Le tribunal de commerce de Reims, dans un jugement du 6 janvier 2026, a ouvert une procédure de redressement judiciaire à l’encontre d’une société commerciale défaillante, sur assignation de l’URSSAF. L’organisme de recouvrement, créancier d’une somme de 36 274,98 euros, invoquait l’impossibilité de recouvrer sa créance malgré des mesures d’exécution. La société débitrice n’a pas comparu, et le ministère public s’est prononcé favorablement à l’ouverture d’une procédure collective. La question de droit portait sur la caractérisation de l’état de cessation des paiements et l’ouverture du redressement judiciaire. Le tribunal a constaté cet état et ouvert la procédure, fixant la période d’observation à six mois et la date de cessation des paiements au 5 mars 2025.

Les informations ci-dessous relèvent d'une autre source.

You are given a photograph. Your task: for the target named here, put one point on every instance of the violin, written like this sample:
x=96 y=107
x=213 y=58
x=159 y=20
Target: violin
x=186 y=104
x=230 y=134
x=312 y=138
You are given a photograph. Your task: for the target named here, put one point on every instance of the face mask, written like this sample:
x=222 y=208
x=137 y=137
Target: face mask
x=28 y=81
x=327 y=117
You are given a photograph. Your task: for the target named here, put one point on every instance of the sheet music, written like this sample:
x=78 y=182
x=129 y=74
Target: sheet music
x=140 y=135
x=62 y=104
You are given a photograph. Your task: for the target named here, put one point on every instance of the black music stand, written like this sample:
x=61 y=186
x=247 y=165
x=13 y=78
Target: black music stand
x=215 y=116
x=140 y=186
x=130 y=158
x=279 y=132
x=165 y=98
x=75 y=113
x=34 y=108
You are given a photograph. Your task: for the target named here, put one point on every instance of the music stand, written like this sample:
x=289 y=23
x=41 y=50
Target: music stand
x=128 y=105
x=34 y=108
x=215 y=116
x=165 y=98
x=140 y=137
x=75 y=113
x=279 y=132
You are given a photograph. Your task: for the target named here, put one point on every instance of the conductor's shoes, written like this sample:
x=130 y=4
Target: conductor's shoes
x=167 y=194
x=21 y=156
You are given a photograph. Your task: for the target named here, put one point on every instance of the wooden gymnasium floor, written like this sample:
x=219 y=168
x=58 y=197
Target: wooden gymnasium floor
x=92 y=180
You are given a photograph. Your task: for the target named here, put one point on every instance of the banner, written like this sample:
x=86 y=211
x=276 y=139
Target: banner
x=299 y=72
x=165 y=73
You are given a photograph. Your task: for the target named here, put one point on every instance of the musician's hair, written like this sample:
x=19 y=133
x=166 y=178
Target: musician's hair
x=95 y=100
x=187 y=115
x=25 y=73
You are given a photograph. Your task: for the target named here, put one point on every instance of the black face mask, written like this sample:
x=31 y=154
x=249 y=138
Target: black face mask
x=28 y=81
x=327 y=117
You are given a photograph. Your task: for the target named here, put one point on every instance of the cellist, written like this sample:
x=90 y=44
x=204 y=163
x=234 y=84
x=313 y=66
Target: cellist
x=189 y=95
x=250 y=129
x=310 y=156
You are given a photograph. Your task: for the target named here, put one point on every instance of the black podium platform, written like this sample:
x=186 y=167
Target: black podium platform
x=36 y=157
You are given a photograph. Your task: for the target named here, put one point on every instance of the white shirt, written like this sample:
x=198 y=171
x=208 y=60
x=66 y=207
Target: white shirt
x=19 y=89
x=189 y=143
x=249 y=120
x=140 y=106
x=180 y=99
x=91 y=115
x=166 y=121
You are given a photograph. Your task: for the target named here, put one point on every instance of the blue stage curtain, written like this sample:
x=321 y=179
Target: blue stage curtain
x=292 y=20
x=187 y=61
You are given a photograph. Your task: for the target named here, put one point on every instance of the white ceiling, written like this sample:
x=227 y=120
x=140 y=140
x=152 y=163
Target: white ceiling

I. La caractérisation de l’état de cessation des paiements
Le tribunal fonde sa décision sur le constat que la société débitrice est dans l’impossibilité de faire face à son passif exigible avec son actif disponible. Il relève que “la créance invoquée par le demandeur est certaine, liquide et exigible” (Attendu qu’il résulte des informations recueillies). La procédure est ouverte conformément à l’article L.631-1 du code de commerce, qui exige la réunion de ces conditions. En l’espèce, le passif non contesté de 36 274,98 euros établit l’insolvabilité de la société, laquelle n’a pas comparu pour contester. La valeur de cette solution réside dans la protection des créanciers et la sauvegarde de l’entreprise, en permettant une intervention judiciaire rapide. La portée est d’affirmer que l’absence de comparution du débiteur ne fait pas obstacle au constat de la cessation des paiements.
II. Les mesures d’organisation de la procédure collective
Le tribunal fixe provisoirement la date de cessation des paiements au 5 mars 2025, correspondant à la date de l’assignation, comme le prévoit l’article L.631-8 du code de commerce. Il désigne un juge-commissaire, un mandataire judiciaire et un commissaire de justice pour inventorier l’actif, conformément aux articles L.621-9 et R.622-4 du code de commerce. La durée de la période d’observation est de six mois, jusqu’au 6 juillet 2026, afin de permettre un bilan économique et social. La valeur de ces mesures est d’assurer une gestion transparente et équitable de la procédure, tout en laissant une chance de redressement à l’entreprise. Leur portée est de structurer le déroulement de la période d’observation, avec un contrôle judiciaire renforcé.